The "Model Method" is taught to our P3 and P4 students. It advocates the Concrete-Pictorial-Abstract approach as recommended by MOE for the development of mathematical concepts, skills and process. In this approach, students are provided with the learning experience and meaningful contexts, using concrete manipulatives and pictorial representations to help them learn abstract mathematical concepts.

Our proprietary "Unitary Method version 2.0" is taught to our P5 and P6 students who tend to find the Singapore Model Method too cumbersome and tedious to use for tougher PSLE questions.

The Unitary
 Method version 2.0 advocates the direct usage of abstract manipulatives, with an emphasis on proper application and effective presentation, to give our students the confidence and speed to solve ALL Challenging Problem Sums efficiently and accurately.

We will also teach our students "Heuristics" which is a set of thinking tools or frameworks to solve unfamiliar and complex problems.

An example of heuristics would be “HOTS” or higher order thinking skills which is the ability to analyze (Break information into small pieces), synthesize (put separate information together in different forms) and evaluate (deduce and judge value of outcomes in a logical manner)

C3PO Math Problem Solving Framework

To complement the above-mentioned Heuristics and our proprietary "Unitary Method version 2.0", Mr Zhou uses the "C3PO
 Math Problem Solving Framework" as his teaching methodology.

The C3PO
 Math Problem Solving Framework was developed by Mr Zhou based on knowledge and experience gained from 10 years in the educational sector and elements of his approach are adapted from Mathematician George Poyla's influential Math Heuristics guidebook "How to Solve It" and Mr Ammiel Wan's ground-breaking "Cognitive Conceptual Approach in Learning Maths" (Mr Ammiel Wan is the author of the popular "thinking Math @ OnSponge" & "Get Me Thinking" Math Books and was formerly Vice-Principal of Rosyth Primary).

Mr Zhou recognized that most students view solving Problem Sums as merely a "Means to an End" where the final answer is the main focus and less thought is put into how the question is approached or the thought process that allows one to derive the answer. That will prove detrimental to the child's educational development as such an approach encourages rote learning and the blind application of algorithms and techniques without any proper understanding as to why such techniques are so used.
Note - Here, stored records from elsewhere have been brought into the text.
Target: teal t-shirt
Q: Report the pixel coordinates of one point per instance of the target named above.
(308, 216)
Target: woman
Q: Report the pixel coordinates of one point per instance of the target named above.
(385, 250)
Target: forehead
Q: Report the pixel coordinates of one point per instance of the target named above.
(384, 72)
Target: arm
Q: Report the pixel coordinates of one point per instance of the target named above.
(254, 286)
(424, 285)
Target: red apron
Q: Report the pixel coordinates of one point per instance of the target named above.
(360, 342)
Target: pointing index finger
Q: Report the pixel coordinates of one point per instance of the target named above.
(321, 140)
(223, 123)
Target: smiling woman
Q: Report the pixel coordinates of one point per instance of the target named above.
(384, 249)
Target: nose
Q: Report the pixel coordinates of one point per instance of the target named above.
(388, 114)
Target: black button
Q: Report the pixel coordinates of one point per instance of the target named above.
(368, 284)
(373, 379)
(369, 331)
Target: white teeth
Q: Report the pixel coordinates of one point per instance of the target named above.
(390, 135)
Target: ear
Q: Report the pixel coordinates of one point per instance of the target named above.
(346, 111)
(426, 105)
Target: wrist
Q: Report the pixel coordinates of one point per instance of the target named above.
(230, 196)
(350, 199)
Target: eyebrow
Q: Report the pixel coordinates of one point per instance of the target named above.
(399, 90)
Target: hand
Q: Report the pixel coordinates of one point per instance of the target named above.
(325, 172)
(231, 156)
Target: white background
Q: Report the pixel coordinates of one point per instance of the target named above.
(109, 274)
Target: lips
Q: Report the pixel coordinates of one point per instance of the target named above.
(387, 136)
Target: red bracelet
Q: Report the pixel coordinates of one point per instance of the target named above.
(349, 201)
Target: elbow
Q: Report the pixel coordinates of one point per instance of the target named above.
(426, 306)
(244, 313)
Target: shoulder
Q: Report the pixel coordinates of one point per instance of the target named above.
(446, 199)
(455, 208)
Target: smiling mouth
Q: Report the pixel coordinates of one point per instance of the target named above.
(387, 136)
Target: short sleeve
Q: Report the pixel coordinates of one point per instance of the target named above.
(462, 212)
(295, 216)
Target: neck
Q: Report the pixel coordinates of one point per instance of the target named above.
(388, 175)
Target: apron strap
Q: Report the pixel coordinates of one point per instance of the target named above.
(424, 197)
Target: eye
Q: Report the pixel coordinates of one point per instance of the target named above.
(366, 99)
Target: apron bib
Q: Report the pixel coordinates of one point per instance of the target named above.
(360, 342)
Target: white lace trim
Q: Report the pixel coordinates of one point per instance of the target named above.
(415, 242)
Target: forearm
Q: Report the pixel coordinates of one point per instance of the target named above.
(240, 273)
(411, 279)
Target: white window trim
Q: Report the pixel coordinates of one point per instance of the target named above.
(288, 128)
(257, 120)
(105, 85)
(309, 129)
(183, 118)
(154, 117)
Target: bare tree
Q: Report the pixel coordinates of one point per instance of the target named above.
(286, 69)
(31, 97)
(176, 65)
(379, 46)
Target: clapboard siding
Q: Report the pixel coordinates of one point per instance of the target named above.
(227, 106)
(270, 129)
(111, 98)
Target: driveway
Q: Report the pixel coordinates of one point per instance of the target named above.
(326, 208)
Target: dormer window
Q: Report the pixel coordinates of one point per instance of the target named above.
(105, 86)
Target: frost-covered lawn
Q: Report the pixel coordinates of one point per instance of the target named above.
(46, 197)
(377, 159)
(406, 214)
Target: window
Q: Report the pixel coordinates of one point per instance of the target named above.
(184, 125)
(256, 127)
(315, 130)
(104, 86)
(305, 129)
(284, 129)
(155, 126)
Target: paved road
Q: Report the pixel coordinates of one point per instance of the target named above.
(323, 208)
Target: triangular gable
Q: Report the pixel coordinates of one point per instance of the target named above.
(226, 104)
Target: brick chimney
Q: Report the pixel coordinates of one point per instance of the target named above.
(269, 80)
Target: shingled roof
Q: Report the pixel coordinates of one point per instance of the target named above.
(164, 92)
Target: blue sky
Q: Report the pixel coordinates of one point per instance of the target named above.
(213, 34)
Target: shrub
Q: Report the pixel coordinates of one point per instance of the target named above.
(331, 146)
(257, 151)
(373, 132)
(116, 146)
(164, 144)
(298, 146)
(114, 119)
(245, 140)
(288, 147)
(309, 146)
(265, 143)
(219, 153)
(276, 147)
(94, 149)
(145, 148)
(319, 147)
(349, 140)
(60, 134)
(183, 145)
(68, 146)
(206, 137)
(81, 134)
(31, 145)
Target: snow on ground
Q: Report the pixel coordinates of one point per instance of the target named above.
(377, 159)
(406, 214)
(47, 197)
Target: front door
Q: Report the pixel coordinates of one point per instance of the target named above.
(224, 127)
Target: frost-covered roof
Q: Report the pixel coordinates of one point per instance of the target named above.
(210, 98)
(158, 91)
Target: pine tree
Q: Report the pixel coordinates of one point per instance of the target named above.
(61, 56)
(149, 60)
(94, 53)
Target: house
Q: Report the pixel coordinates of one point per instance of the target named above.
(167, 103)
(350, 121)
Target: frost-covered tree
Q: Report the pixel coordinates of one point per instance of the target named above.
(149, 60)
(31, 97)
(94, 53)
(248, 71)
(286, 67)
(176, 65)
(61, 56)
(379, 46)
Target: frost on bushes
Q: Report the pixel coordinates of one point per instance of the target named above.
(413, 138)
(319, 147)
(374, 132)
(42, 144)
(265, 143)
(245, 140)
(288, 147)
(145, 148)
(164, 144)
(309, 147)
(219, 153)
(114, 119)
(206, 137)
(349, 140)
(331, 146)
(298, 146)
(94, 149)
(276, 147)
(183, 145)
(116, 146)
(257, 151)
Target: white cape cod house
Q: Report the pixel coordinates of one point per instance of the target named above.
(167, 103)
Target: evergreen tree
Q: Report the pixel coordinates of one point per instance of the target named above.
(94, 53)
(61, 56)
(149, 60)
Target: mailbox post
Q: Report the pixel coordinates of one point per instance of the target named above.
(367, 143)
The C3PO Framework on the other hand emphasizes development of Reasoning and Analytical Skills and the enhancement of thought processes based on Logic and Critical Thinking. This results in a Visual and Logic based method of Problem Solving that is both Rigorous yet Resilient.
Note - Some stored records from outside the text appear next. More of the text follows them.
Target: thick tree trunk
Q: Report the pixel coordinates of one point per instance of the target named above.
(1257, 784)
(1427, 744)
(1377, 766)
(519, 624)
The C3PO™ Math Problem Solving Framework comprises of the following 5 steps :


Reading to understand the context of the question and how the words and numbers are woven together to form a coherent whole. If necessary, break down the question into smaller 'bite-sized' components so it's easier to understand.


Usage of your innate Reasoning & Analytical ability and application of Higher Order Thinking Skills (HOTS) to convert raw data from the question into useful information, which you can use to decide which concept or heuristic to use.
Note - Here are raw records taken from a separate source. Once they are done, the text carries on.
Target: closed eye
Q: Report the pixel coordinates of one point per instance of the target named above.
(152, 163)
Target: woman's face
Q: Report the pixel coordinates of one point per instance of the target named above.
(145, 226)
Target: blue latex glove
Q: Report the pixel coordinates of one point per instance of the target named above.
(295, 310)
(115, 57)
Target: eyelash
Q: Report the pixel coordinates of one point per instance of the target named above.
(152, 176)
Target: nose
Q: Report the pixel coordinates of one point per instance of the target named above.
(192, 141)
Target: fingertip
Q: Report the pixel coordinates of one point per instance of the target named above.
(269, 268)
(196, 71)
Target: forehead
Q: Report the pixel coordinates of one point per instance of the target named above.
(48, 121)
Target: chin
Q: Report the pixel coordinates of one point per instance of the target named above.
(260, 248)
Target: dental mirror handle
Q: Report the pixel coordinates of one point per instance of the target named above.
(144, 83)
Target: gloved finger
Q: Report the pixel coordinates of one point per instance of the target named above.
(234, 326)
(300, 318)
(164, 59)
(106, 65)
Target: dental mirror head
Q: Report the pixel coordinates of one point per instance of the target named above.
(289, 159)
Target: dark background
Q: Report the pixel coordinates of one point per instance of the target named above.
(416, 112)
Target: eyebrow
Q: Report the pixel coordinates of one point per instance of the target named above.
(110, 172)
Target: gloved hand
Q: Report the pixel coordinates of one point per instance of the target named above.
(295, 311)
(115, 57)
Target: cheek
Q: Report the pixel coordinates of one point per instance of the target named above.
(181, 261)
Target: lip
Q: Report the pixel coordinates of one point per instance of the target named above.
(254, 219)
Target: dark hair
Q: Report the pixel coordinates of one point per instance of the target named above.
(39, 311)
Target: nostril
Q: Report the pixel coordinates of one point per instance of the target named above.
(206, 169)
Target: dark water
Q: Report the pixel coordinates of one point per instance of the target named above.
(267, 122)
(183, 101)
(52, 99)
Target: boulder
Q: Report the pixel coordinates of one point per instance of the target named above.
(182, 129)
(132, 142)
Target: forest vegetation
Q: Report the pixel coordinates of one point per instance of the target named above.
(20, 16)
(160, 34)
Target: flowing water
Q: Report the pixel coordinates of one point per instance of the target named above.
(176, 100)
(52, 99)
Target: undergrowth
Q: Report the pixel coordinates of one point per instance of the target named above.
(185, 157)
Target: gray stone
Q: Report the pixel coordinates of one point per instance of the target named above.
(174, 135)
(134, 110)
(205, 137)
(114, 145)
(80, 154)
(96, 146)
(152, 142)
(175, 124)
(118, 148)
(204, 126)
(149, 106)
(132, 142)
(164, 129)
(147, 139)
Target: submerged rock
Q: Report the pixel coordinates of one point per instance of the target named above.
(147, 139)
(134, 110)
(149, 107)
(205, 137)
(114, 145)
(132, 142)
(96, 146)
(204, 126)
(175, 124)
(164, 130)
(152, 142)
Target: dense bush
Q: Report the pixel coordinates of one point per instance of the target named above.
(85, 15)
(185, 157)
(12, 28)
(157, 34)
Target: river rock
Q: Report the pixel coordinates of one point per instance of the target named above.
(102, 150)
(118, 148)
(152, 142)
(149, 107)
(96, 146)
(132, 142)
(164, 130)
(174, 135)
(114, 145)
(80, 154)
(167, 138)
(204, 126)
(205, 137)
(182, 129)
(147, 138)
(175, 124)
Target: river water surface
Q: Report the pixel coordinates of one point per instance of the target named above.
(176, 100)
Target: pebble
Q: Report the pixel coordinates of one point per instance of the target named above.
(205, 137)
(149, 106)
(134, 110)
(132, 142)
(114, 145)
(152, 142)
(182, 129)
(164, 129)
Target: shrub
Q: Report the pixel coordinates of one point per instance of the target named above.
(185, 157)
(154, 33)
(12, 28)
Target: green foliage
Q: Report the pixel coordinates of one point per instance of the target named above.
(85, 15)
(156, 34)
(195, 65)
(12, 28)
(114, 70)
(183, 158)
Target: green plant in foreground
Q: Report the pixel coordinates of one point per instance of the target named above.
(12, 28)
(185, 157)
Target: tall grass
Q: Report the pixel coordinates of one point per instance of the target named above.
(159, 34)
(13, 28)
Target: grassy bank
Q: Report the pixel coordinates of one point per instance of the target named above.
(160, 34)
Application of the chosen Concepts or Heuristics that will help you solve the question! The student must recognize that the same concept / heuristic can be applied across questions of various contexts. 

Some examples of C3PO™  concepts / heuristics that we teach are "repeated identity", "total unchanged", "difference unchanged", "gap - difference", "same time or distance", "make suppositions", "work backwards" and "before - after" etc. 

In all, NickleBee Tutors teaches 11 Heuristics tools and 18 Problem Solving Concepts that are required to ace the PSLE Math Exam


How you actually solve the question! We teach and use our very own proprietary "Unitary Method (version 2.0)" which give our students the confidence and speed to solve all challenging problem sums efficiently and accurately. 

Alternatively, students can also choose to use the Singapore Model Method or any other mathematically correct procedures.


Reflect on your thought process (meta-cognition). Check back on the viability of your procedures and accuracy of workings. 

Extend the problem by thinking briefly of any alternative solutions that could be used.